Precarietà pubblica, precarietà privata: una grande eterogeneità, forse troppa per poter essere compresa e convogliata in una volta sola, ha caratterizzato l’assemblea. Se nella condizione del precariato si riconosce la maggior parte di coloro che entravano al Valle, è anche vero che questa realtà si “esistenzializza” e chiama a parlare anche lavoratori dei settori indipendenti (come i grafici, o i lavoratori dell’editoria) che vedono nella battaglia per diritti di base un sentiero comune; e, anche se i grandi sindacati confederati sul precariato sono ancora molto indietro, ciò non toglie che il lavoro su un nuovo modello sociale, e su riforme di stabilità sia un passo su cui è necessario il confronto/scontro (Enrico chiede «al sindacato di fare un passo indietro»). La sfida del dialogo, all’insegna della comunanza degli obiettivi, è sufficiente? E la lotta al precariato perché non può essere compiuta insieme a chi precario non è? (Claudio: «noi [Flc] lavoriamo ad un nuovo modello sociale») Diversi professori universitari, parlamentari e giornalisti dei maggiori quotidiani, che hanno contribuito e continuano a contribuire fortemente alla discussione e sviluppo del Valle, in qualche modo non ne fanno parte pienamente? E con loro chiunque un minimo di stabilità l’abbia conquistata?

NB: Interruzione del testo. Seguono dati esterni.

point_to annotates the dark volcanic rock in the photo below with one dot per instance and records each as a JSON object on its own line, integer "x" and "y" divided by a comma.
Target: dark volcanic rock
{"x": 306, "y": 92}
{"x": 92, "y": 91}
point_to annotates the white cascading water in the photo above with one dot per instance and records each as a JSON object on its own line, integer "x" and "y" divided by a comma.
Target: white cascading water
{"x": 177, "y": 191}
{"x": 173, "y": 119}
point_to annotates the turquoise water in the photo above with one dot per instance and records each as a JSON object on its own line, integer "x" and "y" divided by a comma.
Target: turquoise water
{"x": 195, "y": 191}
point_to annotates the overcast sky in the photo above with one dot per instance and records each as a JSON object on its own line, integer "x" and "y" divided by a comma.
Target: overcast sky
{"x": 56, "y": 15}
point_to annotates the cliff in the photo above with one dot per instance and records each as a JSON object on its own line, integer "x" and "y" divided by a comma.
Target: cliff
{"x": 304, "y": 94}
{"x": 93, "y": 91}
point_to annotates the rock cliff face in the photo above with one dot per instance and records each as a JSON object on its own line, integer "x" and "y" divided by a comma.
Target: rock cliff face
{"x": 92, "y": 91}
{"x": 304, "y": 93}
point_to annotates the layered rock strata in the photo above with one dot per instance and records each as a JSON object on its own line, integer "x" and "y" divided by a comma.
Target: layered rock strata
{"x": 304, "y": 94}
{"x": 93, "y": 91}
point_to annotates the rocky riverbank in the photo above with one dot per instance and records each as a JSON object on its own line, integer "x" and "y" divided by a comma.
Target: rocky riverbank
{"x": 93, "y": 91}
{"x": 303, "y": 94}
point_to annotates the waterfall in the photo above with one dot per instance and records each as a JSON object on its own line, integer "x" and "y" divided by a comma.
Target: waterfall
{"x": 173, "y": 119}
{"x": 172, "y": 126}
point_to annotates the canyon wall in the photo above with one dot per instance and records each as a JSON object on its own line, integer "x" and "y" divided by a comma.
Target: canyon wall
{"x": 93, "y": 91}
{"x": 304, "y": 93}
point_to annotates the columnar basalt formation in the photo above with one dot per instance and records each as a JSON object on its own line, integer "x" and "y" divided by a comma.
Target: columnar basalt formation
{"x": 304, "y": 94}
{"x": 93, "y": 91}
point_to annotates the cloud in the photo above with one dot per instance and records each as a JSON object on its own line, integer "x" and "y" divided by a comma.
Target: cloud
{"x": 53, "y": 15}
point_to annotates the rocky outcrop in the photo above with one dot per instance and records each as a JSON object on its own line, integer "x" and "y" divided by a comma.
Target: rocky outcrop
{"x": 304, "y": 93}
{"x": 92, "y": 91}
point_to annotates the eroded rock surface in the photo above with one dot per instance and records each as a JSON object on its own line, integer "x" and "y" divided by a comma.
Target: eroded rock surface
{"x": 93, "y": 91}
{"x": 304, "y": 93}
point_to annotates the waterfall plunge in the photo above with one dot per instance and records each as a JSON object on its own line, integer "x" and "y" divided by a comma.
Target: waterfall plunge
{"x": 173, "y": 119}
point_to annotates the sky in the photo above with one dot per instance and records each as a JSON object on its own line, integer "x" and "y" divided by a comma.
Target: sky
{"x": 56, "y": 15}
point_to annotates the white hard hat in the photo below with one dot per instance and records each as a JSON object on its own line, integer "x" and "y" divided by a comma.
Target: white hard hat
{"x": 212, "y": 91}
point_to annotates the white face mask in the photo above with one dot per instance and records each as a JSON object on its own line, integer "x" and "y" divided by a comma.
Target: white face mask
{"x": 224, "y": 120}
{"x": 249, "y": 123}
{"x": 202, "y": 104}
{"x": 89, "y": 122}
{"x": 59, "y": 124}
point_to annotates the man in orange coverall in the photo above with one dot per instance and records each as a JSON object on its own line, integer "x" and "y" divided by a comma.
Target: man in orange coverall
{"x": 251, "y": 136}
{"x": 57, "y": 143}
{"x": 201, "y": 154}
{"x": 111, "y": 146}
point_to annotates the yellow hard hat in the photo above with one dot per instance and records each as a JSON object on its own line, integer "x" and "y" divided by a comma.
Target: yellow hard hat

Occupanti e occupati: secondo tempo, secondo spettacolo: The haunted house, con Buster Keaton, proiettato e “sonorizzato” da un duo chitarra e batteria. Il pomeriggio, inizialmente pensato per chiudere le questioni, e per parlare più specificatamente di beni comuni, ha invece visto continuare questa propagazione di esperienze, singolarità, questa volta direttamente legate alla pratica delle occupazioni o riappropriazioni di stabili, o ai modi diversi con cui difenderli e donarli (tavoli partecipati, rimesse in opera, programmazioni culturali). E ha permesso di far conoscere a molti di noi tutte quelle realtà, significative e durature, purtroppo spesso ignorate dai media mainstream. Ma la questione, come ribadito più volte, è di «metterci il culo; noi che occupiamo ce l’abbiamo messo il culo. Proponiamo forme di autorganizzazione e di autogoverno» (Fulvio). L’idea dell’occupazione prolungata dei “luoghi dei beni comuni italiani” (ospedali scuole teatri acquedotti etc) è una decisione radicale e che va condivisa nella pratica, perché non si crei una frattura profonda tra occupanti e occupati, tra chi decide di mettersi in gioco fino in fondo, di non contribuire a far andare avanti il sistema, e chi invece ritiene di non avere tempo, modi, forza per darsi completamente al progetto.

Le dimensioni di questa galassia, i temi messi in campo, lungi dal chiudersi ora sono destinati a durare a lungo: e credo che questo sia davvero un bene.